19 Sept. 1835–10 Jan. 1933

John Huske Tillinghast, clergyman and Confederate chaplain, was born in Hillsborough, the son of Samuel Willard and Jane Burgin Norwood Tillinghast. His father was a native of Uxbridge, Mass., and his mother was born in Hillsborough. Young Tillinghast attended the Bingham School at The Oaks before studying at The University of North Carolina from 1853 to 1854. Between 1855 and 1857 he was at Hampden-Sydney College, in Virginia, from which he received a bachelor's degree. For brief periods he taught in Professor Ralph H. Graves's school at Belmont in Granville County and as a private tutor in Spartanburg, S.C. He studied for two years at the Episcopal Theological Seminary, Alexandria, Va., but with the invasion of that state by the Federal army during the Civil War he left and was ordained deacon in Wilmington by Bishop Thomas Atkinson of North Carolina in July 1861, a few days after the first Battle of Manassas. From August 1861 to May 1862 he was in charge of St. Thomas Church, Rutherfordton. His commission as chaplain with the Forty-fourth Regiment, North Carolina Troops, was dated 28 Mar. 1862, the day the regiment was activated; he resigned on 27 Oct. 1863.

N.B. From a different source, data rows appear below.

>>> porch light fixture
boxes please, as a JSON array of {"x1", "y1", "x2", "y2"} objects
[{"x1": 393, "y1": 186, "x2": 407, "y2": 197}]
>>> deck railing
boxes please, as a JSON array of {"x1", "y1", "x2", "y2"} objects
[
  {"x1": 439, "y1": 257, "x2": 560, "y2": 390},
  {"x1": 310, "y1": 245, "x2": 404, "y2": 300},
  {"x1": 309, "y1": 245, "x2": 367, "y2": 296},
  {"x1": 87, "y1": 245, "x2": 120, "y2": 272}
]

Tillinghast received military training at Camp Mangum near Raleigh after which the regiment went to Tarboro and then to Greenville. It saw its first action at Tranter's Creek and was sent to Petersburg, Va., on 5 July 1862. From there it served in southeastern Virginia and eastern North Carolina. In March 1863 Tillinghast participated in the unsuccessful campaign to recapture New Bern and Washington. In the spring the regiment returned to Virginia for service in the vicinity of Richmond and suffered significant losses at Bristoe Station in October.

After leaving the army Tillinghast became assistant rector at Trinity Church, Mobile, Ala., but he returned to North Carolina in 1865 and served churches in Clinton and Salisbury. In 1872–82 he was at two churches in Richland County, S.C., before becoming rector of St. John's Church, Charleston. Later he returned to several churches in Richland County before retiring to Eastover in the diocese of Upper South Carolina where he died.

Tillinghast married Sarah Wilkins; their children were Mildred Lewis, John Wilkins, William Norwood, Jane Norwood, Mary Anderson, and Robina Bingham. At the time of his death at age ninety-seven, the Reverend Mr. Tillinghast was the oldest alumnus of The University of North Carolina, the oldest ex-chaplain of the Confederate army, and the oldest priest in the Episcopal church.


Chapel Hill, Daily Tar Heel, 4 May 1932.

General Catalogue of the Officers and Students of Hampden-Sidney College, Virginia, 1770–1906 [1908].

Daniel L. Grant, Alumni History of the University of North Carolina (1924).

Weymouth T. Jordan, comp., North Carolina Troops, 1861–1865: A Roster, vol. 10 (1985).

Living Church, 6 Feb. 1932 [portrait].

Raleigh News and Observer, 13 Jan. 1933.